Getting from the extremes to a comprehensive view of diabetes genetics.
As described above, success in the identification of genes impacting on individual risk of diabetes has come from two distinct approaches to gene discovery. The first, linkage mapping within monogenic and syndromic families, has delivered causal variants that are rare but highly penetrant. The second, large-scale association mapping, is now yielding growing numbers of common variants: these have, at best, modest effect sizes and low penetrance. Several genes are featured in the lists generated by both approaches. For example, mutations in
KCNJ11,
PPARG,
WFS1, and
TCF2 (
HNF1B) are causal for syndromic and/or monogenic forms of diabetes, while common variants in these same genes influence predisposition to typical type 2 diabetes (
55,
56,
64–
66). While common variants in
GCK (another gene causal for MODY) do not influence type 2 diabetes risk per se, they have a clear impact on fasting glucose levels within the population (
88).
Of course, none of this should come as a surprise. Once a gene has been shown to harbor one variant associated with, or causal for, a diabetes-like phenotype, it becomes far more likely that other nearby variants (provided they exert some effect on the expression and/or function of the gene) will also have a detectable phenotypic effect. By the same token, the genotype-phenotype relationships revealed by these gene discovery efforts highlight the pathways involved as prime candidates for beneficial therapeutic or preventative manipulation, a view reinforced by the fact that at least two of the genes involved in both monogenic and multifactorial forms of diabetes (PPARG, KCNJ11) encode the targets of proven diabetes drugs.
However, it should be obvious that these two “flavors” of polymorphism—rare and highly penetrant on the one hand and low penetrant on the other—are not the only options when it comes to the variants that might influence disease susceptibility. It seems probable, even likely, that between these extremes lies a class of medium frequency, medium penetrance variants that have until now escaped the gaze of the gene mappers.
Such variants would have penetrances too low to generate Mendelian patterns of segregation and frequencies too low to be covered by current GWA approaches. Despite this, such variants have particularly attractive translational properties. For example, a variant where the risk allele has a frequency of 1% and produces in a per-allele OR of ~3 would provide greater predictive power than the known variants in
TCF7L2. Variants with such characteristics are increasingly being reported in other disease states (breast cancer and hyperlipidemia) (
89,
90) and have even been reported in type 2 diabetes (
91). In principle, just 30 such variants across the genome could explain the observed familial aggregation of type 2 diabetes in a way that the current set of common, low-penetrance variants cannot. Such a pool of variants would also provide an excellent tool for individual diabetes-risk prediction, generating a discriminative accuracy on receiver-operating characteristic analysis close to 80%. The advent of new high-throughput sequencing technologies, allied to large-scale association analysis, brings variants in this class within the range of genetic discovery and should allow researchers to evaluate the contribution to disease susceptibility attributable to variants that lie between the extremes where previous attention has been focused.

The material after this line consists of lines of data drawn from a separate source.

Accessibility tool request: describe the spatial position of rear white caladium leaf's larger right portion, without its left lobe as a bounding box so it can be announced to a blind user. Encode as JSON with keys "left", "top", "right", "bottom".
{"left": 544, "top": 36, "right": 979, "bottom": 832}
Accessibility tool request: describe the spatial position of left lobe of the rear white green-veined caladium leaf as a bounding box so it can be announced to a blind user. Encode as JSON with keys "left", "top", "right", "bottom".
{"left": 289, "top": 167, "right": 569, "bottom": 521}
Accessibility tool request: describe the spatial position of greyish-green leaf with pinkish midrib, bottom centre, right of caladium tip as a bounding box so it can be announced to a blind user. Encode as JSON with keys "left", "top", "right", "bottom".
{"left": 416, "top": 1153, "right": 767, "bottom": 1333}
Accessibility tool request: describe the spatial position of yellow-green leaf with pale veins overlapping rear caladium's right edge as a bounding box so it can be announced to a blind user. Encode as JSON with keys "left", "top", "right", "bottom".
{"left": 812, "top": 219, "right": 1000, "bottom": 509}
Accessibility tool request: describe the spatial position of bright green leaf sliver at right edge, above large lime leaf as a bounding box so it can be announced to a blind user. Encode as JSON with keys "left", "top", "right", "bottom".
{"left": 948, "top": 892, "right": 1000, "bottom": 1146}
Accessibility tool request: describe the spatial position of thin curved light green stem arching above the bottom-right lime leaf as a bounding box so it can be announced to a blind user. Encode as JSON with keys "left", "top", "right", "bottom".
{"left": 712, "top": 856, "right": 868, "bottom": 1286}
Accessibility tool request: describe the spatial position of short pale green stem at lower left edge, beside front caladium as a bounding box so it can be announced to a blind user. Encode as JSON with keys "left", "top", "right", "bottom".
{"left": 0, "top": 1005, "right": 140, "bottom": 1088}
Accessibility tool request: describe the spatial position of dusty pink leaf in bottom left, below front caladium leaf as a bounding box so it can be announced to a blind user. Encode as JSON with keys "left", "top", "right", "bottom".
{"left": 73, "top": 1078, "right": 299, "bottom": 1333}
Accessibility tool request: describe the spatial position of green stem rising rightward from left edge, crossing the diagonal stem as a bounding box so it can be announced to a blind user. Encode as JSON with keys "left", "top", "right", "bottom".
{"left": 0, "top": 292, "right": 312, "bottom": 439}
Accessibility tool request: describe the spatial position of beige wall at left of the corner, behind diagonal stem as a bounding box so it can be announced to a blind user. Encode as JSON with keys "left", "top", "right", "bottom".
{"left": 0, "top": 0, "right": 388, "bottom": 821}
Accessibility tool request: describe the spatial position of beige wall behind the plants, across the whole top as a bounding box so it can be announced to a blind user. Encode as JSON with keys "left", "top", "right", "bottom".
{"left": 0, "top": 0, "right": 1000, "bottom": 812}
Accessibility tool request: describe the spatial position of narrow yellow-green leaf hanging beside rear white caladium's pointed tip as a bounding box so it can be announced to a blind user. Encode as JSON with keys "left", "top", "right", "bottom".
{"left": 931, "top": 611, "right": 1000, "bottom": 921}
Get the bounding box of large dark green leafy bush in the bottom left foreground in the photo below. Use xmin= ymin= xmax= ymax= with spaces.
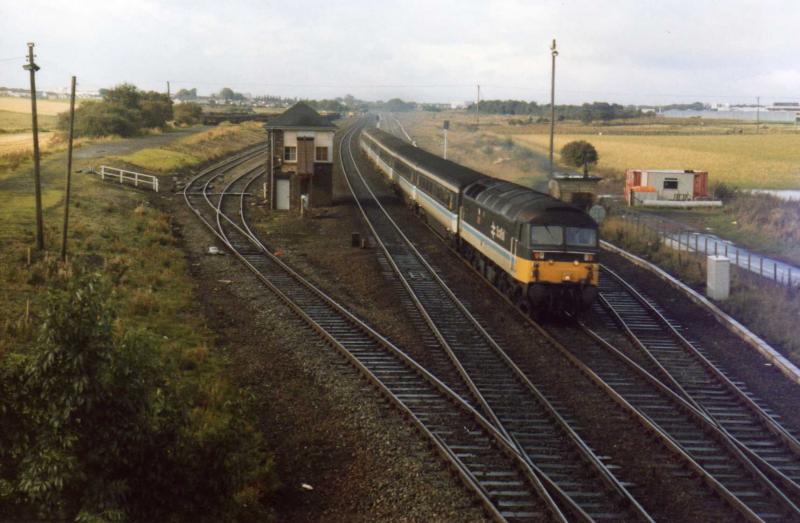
xmin=0 ymin=276 xmax=276 ymax=521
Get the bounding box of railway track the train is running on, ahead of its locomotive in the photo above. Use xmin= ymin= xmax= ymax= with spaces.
xmin=346 ymin=121 xmax=800 ymax=521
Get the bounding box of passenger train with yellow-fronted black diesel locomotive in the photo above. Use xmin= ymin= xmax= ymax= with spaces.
xmin=359 ymin=127 xmax=600 ymax=315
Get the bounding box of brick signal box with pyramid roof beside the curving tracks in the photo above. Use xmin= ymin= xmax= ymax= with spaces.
xmin=264 ymin=102 xmax=336 ymax=210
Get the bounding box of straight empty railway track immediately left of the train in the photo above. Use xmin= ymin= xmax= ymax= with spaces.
xmin=340 ymin=121 xmax=651 ymax=521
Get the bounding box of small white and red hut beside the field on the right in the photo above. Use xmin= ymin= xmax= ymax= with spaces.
xmin=625 ymin=169 xmax=721 ymax=207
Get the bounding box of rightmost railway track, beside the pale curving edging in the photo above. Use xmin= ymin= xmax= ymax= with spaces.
xmin=595 ymin=269 xmax=800 ymax=503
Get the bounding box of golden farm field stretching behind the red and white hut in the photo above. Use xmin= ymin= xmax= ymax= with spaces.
xmin=396 ymin=111 xmax=800 ymax=189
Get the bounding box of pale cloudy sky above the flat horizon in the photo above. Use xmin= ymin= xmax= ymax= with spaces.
xmin=0 ymin=0 xmax=800 ymax=105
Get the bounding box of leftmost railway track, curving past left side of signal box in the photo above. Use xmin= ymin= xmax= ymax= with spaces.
xmin=184 ymin=144 xmax=580 ymax=521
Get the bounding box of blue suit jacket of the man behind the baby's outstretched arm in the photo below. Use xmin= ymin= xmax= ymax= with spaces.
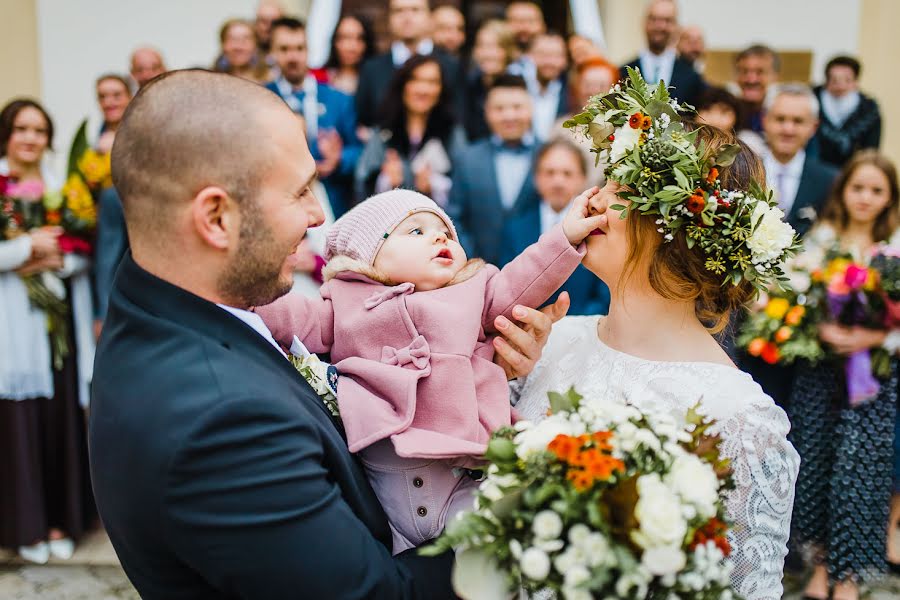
xmin=498 ymin=206 xmax=609 ymax=315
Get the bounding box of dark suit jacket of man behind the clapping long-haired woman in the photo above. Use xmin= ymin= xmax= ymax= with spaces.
xmin=356 ymin=48 xmax=462 ymax=127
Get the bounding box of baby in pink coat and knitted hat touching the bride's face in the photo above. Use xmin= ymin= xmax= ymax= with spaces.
xmin=256 ymin=188 xmax=601 ymax=554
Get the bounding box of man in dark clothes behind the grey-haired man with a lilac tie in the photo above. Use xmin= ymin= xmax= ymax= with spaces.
xmin=734 ymin=44 xmax=781 ymax=133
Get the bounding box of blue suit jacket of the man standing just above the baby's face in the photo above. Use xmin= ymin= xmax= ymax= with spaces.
xmin=447 ymin=139 xmax=539 ymax=265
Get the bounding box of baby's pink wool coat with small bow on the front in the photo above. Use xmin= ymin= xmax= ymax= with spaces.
xmin=256 ymin=226 xmax=584 ymax=459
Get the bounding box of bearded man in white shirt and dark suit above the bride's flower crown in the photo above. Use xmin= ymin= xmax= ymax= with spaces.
xmin=622 ymin=0 xmax=706 ymax=105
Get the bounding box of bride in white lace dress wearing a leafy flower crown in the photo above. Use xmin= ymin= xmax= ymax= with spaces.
xmin=516 ymin=72 xmax=799 ymax=600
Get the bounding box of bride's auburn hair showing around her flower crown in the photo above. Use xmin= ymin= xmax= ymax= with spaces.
xmin=623 ymin=123 xmax=766 ymax=333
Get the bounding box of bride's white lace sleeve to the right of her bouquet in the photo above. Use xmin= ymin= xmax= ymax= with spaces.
xmin=721 ymin=393 xmax=800 ymax=600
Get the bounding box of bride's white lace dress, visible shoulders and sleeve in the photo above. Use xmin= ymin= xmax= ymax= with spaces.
xmin=516 ymin=316 xmax=800 ymax=600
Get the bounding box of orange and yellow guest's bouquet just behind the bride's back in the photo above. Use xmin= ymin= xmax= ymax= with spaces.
xmin=737 ymin=295 xmax=825 ymax=365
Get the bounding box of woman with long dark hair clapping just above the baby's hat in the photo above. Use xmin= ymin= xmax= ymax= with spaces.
xmin=356 ymin=55 xmax=466 ymax=206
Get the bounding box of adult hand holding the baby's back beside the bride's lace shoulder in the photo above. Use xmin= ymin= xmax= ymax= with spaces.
xmin=494 ymin=292 xmax=569 ymax=379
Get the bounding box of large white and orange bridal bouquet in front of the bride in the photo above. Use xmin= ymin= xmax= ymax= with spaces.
xmin=421 ymin=390 xmax=734 ymax=600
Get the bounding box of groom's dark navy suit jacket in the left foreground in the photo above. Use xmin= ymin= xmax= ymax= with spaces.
xmin=90 ymin=253 xmax=452 ymax=600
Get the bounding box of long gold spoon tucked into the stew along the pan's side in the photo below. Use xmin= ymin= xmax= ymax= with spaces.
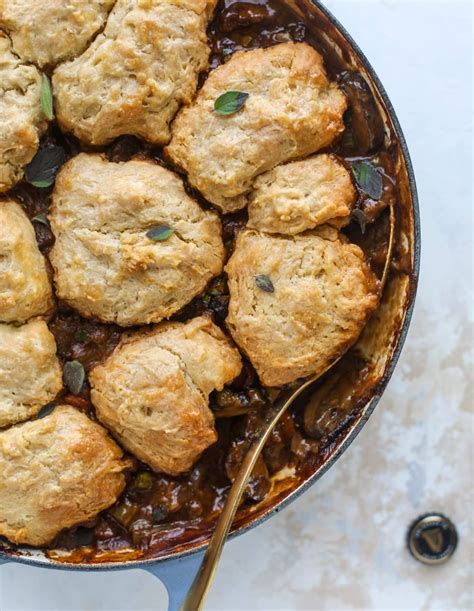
xmin=181 ymin=201 xmax=395 ymax=611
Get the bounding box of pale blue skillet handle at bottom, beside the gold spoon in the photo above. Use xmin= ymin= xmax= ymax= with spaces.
xmin=144 ymin=552 xmax=204 ymax=611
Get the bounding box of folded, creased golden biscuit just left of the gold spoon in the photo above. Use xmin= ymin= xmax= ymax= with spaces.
xmin=89 ymin=317 xmax=242 ymax=475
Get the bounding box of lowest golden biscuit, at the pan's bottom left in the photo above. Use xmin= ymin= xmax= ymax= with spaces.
xmin=0 ymin=405 xmax=129 ymax=545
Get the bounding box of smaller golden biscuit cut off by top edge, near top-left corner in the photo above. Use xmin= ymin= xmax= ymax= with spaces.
xmin=0 ymin=0 xmax=115 ymax=66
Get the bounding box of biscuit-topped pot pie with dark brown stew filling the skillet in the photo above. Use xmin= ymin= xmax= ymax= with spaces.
xmin=0 ymin=0 xmax=395 ymax=561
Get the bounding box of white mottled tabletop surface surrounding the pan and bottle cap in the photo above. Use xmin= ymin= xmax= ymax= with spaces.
xmin=0 ymin=0 xmax=474 ymax=611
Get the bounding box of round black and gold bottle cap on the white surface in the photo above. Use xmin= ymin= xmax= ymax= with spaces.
xmin=407 ymin=513 xmax=458 ymax=564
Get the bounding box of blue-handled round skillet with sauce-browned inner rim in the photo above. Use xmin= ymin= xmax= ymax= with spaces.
xmin=0 ymin=0 xmax=420 ymax=609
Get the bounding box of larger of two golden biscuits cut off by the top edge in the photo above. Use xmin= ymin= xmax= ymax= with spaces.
xmin=53 ymin=0 xmax=216 ymax=144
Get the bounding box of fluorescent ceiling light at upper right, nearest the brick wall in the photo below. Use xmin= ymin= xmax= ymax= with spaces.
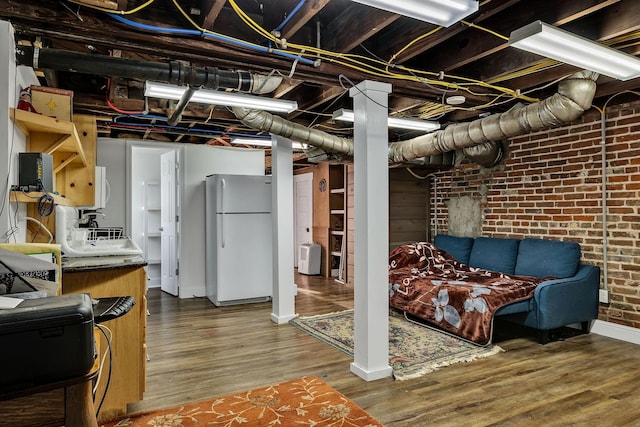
xmin=509 ymin=21 xmax=640 ymax=80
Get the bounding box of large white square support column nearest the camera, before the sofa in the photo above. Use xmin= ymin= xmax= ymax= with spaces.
xmin=349 ymin=81 xmax=392 ymax=381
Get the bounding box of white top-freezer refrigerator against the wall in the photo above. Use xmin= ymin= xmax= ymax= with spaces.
xmin=205 ymin=175 xmax=273 ymax=306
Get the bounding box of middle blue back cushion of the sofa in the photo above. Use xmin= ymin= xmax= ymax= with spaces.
xmin=469 ymin=237 xmax=520 ymax=274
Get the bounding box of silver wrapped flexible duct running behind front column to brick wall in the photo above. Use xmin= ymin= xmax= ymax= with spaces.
xmin=233 ymin=71 xmax=598 ymax=164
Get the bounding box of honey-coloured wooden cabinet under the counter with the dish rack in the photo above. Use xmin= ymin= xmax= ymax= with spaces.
xmin=62 ymin=265 xmax=147 ymax=420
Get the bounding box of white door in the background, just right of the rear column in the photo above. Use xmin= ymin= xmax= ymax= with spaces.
xmin=293 ymin=173 xmax=313 ymax=267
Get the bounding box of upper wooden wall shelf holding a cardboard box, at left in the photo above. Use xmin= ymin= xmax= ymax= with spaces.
xmin=10 ymin=108 xmax=87 ymax=173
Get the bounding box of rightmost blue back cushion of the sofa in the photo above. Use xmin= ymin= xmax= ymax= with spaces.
xmin=515 ymin=239 xmax=580 ymax=278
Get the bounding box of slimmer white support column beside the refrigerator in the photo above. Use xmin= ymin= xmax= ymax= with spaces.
xmin=271 ymin=135 xmax=297 ymax=324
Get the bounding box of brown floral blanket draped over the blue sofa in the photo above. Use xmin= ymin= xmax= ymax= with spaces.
xmin=389 ymin=242 xmax=550 ymax=345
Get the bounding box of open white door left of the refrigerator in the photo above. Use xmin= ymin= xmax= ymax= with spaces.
xmin=160 ymin=151 xmax=178 ymax=296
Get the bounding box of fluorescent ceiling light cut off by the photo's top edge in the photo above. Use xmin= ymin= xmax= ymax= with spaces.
xmin=353 ymin=0 xmax=478 ymax=27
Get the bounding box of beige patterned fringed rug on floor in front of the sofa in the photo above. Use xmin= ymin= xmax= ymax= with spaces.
xmin=289 ymin=310 xmax=503 ymax=380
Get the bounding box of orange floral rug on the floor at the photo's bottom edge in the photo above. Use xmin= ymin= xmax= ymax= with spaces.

There are many other challenges to be faced and opportunities to be realized in the years ahead. The first of these lies in extending the range of variants that are accessible to scrutiny, beyond the low-frequency variants referred to in the previous paragraph, to a systematic evaluation of structural polymorphisms (insertions, deletions, and duplications) and variants that influence methylation status (
92). Another lies in characterizing the association signals that have been found: large-scale resequencing and fine-mapping strategies will be required to recover the full allelic spectrum of causal variants and thereby obtain the most precise quantification of the genetic effects attributable to each locus. The part played by nonadditive interactions between different genetic loci and between susceptibility variants and environmental exposures needs to be charted, and discovery and replication studies need to be extended beyond the European populations that have been the focus of much of the current research.
Moving beyond genetics, there is work to be done to understand the novel (molecular, cellular, and physiological) biology revealed by these discoveries. If, as seems probable, many of the causal variants lie in noncoding regions, often some distance from the nearest coding sequence, they will often have subtle, spatially and/or temporally restricted effects. In such circumstances, gathering experimental evidence of their functional impact will be seriously difficult.
The final challenge lies in placing gene discovery into translational context. The clinical utility and validity of genetic diagnostics are already established in monogenic diabetes, where such testing can influence clinical practice and treatment. However, diagnostic genetic testing, still underutilized by most diabetologists, and further research, development, and education are required. It is a major challenge to establish how to use knowledge from the identification of predisposing polymorphisms in type 2 diabetes to improve the care of the diabetic patient. Definition of the underlying polymorphisms and genes is but a first step on this road.